Background HIV services face the challenge of regular monitoring of a growing patient cohort and ensuring prompt action upon abnormal results. We identified a number of issues using a paper-based results system (PBS) including: (1) missing results, (2) delayed delivery, (3) clinician error, (4) lack of audit trail, placing patients at risk of delayed identification of drug toxicity and serious conditions for example, acute hepatitis.
Aims We piloted an electronic results checking system (ERC) which classifies results as normal or abnormal (non-urgent (NUAbn) or urgent (UAbn)) to compare the speed and performance of PBS and ERC in identifying biochemical abnormalities.
Methods Between 4 July 2011 and 22 July 2011 we compared the time intervals from sampling to (1) receipt of results; (2) clinician review of UAbn/NUAbn and (3) review of NUAbn by a clinician. Abnormalities were graded and both systems reviewed daily. Data were analysed using STATA V.11.0. Mann–Whitney U tests were used to compare the intervals.

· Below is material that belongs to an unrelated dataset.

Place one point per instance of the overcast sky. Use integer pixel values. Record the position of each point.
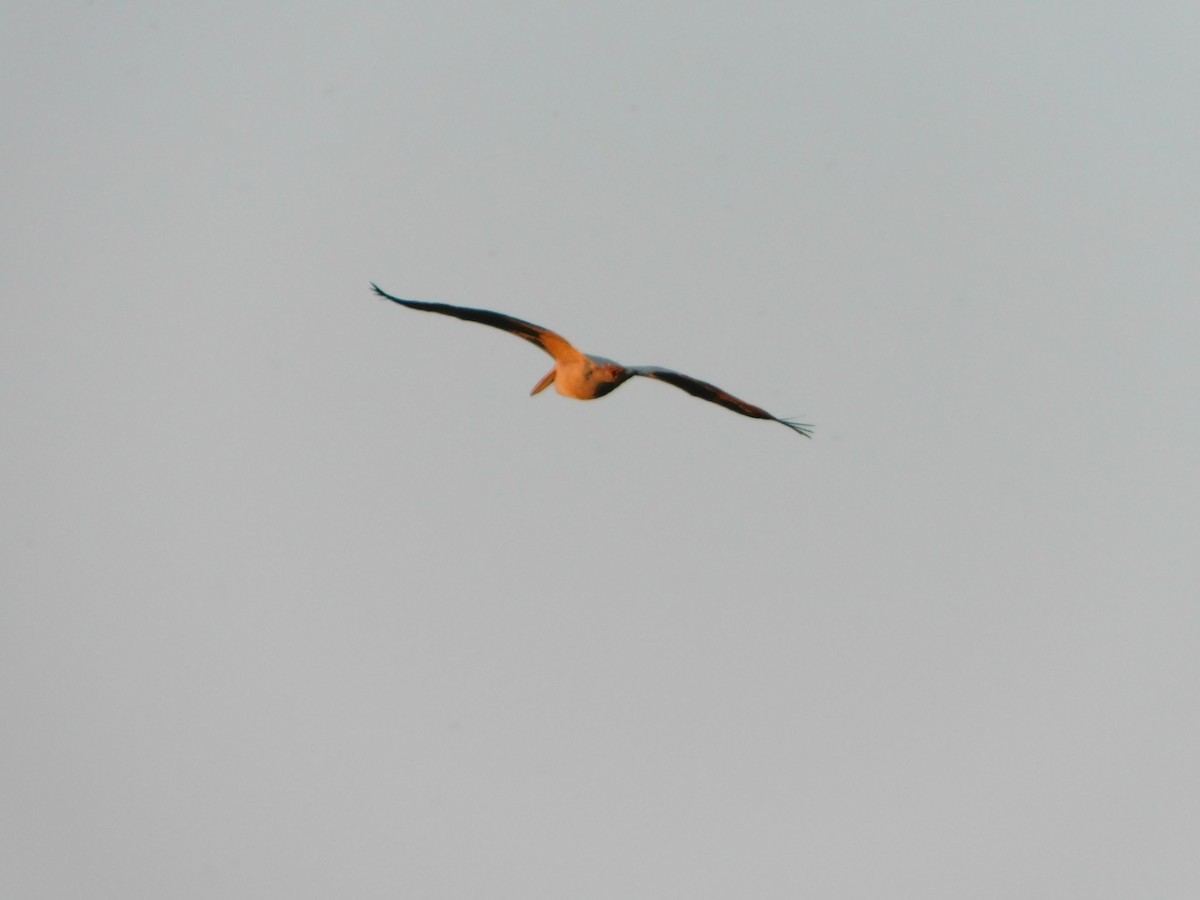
(301, 595)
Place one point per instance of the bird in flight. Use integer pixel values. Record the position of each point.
(585, 377)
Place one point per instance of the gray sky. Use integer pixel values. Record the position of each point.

Results Of 513 patients undergoing ≥ one blood test, 296 (57.7%) had ≥ one biochemical abnormality identified by the ERC (10.7 % UAbn, 42.3% NUAbn and 47% not clinically significant). Of these, PBS simultaneously identified 83%. The median interval between sampling to (1) receipt of results was 1 (IQR 1–2) vs 4 days (IQR 3–5), p<0.0001; (2) clinician review 3 (IQR 1–4) vs 3 (IQR 3–6) days, p<0.037; and (3) review of NUAbn by clinician 2 (IQR 1–4) vs 10 days (IQR 9–12), P=0.136, for ERC and PBS respectively. 11% of the missing PBS results were classified UAbn. ERC missed three abnormalities highlighting a software error which has now been corrected.
Conclusion We demonstrate the use of IT to review blood results leads to the faster identification of biochemical abnormalities, which are common in our HIV cohort, facilitating their timely management. We anticipate the use of ERC in routine practice will avoid delay/non-identification of a significant number of abnormal results within our service.